Sirmon Raymann, "Brüssel", 2011, Aquarell, Collage auf Recyclingpapier, 29,7x42cm
Sirmon Raymann,"Schön hier", 2009, Aquarell auf Recyclingpapier, 29,7x42cm
Sirmon Raymann,"Brot für die Welt", Filmkulisse, 2011, Collage, bestehend aus Schwarzbrot, Graubrot, Volleiwaffel, American Sandwich, Schimmel, Siebdruck, Digitaldruck
Sirmon Raymann,"Overpainting History", Filmkulisse, 2014, Digitaldruckreproduktionen von 2 Aquarellen, je 70*100cm, Taubendraht, Pappe & Acrylfarbe

Zur Arbeit des Künstlers

Der 1982 in Köln geborene Künstler Sirmon Raymann stellt mit seiner Arbeit konsequent die uns prägenden ästhetischen Rahmenbedingungen in Frage.

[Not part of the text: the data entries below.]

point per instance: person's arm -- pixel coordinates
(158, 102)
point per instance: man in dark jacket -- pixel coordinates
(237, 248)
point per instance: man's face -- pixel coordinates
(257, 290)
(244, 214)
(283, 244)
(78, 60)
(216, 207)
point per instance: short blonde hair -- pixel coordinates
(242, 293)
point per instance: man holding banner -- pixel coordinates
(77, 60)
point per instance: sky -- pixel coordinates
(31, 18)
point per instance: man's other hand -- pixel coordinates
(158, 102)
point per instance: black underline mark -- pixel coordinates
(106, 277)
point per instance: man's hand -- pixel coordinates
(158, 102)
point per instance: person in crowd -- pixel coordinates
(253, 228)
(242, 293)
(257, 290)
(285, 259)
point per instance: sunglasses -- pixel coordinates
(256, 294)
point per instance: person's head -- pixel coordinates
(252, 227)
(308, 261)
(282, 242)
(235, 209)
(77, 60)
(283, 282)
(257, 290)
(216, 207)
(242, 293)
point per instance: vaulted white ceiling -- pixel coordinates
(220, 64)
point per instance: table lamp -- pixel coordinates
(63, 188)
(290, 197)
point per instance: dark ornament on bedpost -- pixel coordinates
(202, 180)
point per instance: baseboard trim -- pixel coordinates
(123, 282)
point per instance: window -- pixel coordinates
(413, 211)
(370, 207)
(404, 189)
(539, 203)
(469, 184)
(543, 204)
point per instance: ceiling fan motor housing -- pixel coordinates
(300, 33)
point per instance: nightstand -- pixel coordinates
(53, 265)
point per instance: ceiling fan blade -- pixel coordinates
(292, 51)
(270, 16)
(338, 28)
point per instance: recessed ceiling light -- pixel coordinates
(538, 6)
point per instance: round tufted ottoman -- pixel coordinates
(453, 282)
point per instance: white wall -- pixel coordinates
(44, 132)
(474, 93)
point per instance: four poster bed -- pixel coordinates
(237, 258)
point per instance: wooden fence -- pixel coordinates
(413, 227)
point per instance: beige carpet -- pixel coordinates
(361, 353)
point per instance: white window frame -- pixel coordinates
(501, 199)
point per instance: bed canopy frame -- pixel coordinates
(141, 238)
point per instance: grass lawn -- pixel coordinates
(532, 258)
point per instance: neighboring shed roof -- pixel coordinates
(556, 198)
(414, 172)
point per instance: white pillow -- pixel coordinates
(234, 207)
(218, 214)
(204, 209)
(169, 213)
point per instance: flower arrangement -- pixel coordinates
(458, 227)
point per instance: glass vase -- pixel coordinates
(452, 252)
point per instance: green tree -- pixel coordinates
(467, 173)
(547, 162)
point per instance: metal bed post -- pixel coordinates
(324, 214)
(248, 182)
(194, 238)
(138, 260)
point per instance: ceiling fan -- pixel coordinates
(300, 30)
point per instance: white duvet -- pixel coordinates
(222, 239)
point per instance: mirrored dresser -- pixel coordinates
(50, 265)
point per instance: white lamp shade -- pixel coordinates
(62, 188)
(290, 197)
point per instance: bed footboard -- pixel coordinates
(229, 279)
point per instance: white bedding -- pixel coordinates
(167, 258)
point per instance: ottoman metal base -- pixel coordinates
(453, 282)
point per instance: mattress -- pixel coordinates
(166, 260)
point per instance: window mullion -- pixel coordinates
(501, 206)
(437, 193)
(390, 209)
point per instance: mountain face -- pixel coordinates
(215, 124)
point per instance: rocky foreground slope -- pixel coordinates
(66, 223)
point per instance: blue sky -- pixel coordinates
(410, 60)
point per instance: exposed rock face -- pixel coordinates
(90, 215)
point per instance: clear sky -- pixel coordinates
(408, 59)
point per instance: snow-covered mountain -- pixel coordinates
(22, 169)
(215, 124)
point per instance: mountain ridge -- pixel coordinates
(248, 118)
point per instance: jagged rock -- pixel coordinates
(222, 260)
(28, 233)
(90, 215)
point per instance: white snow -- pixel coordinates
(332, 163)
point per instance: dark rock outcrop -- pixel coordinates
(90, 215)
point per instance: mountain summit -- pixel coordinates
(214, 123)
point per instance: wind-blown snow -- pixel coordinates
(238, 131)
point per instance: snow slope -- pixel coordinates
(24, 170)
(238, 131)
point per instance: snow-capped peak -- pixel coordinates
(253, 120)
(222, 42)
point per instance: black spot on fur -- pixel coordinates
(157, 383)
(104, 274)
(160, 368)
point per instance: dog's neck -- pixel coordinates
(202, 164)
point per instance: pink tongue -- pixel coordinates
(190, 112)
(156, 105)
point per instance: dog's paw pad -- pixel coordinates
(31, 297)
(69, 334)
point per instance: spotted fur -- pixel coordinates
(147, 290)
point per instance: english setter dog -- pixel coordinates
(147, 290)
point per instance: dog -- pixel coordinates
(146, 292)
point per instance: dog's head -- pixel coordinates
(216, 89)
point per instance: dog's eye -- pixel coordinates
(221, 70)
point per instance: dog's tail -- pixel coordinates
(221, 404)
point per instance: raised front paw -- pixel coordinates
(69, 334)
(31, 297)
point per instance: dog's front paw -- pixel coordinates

Wer den Arbeitsprozess eines seiner Kunstwerke nachvollziehen möchte, wird verdutzt feststellen, dass Raymann künstlerische Handlungsabläufe, wie z.B. die Dekonstruktion und die folgeunrichtige Montage eines Bildes, lediglich als strategische Tools einsetzt, um wiederum durch deren Verwendung zu erweiterten Erkenntnissen zu gelangen. Man kann im Fall Raymanns nur von Erkenntnissen und nicht von Ergebnissen sprechen. Die Ergebnisse, also seine Bilder, untersuchen eher eine lange Tradition der Bildästhetik in unserer Zeit, als dass sie das Resultat des Ausdrucks seines Unbewussten oder seiner Fantasie verbildlichen. Raymanns Malerei beschränkt sich nicht auf das Medium im klassischen Sinne. Generell lässt sich beobachten, dass der Künstler verschiedene Inhalte und Formen in- und übereinander schichtet. Daher sind auch die Übergänge der benutzten Medien fließend und schwer differenzierbar. Nicht nur deshalb ist es schwierig, Raymann dingfest zu machen. Befragt man ihn zu seiner künstlerischen Position, dann insistiert er dennoch darauf, Maler zu sein.

"Wer von einem Maler heute noch reine Leinwandmalerei erwartet, hat entweder Angst vor Veränderungen, welche uns längst überholt haben, oder zu lange in Leipzig gelebt." sagte mir Raymann einmal, der selbst seit 2005 in Leipzig sein Betätigungsfeld hat. In Gesprächen über seine Kunst bemerkt man ein penetrantes Misstrauen, sowohl gegenüber seinen Arbeiten als auch gegenüber dem benutzten Medium. Genau dieses Misstrauen gilt Raymann als eine wichtige Vorraussetzung dafür, sein Bewusstsein für die Abläufe und Konsequenzen des eigenen Handelns stetig zu erweitern und neu zu hinterfragen. Uns, als Betrachter seiner Ergebnisse, bleibt die Freude daran erhalten, seine Erkenntnisse deuten zu können und so vielleicht selber zu einer neuen Sichtweise auf die uns umgebenden Bilder zu gelangen.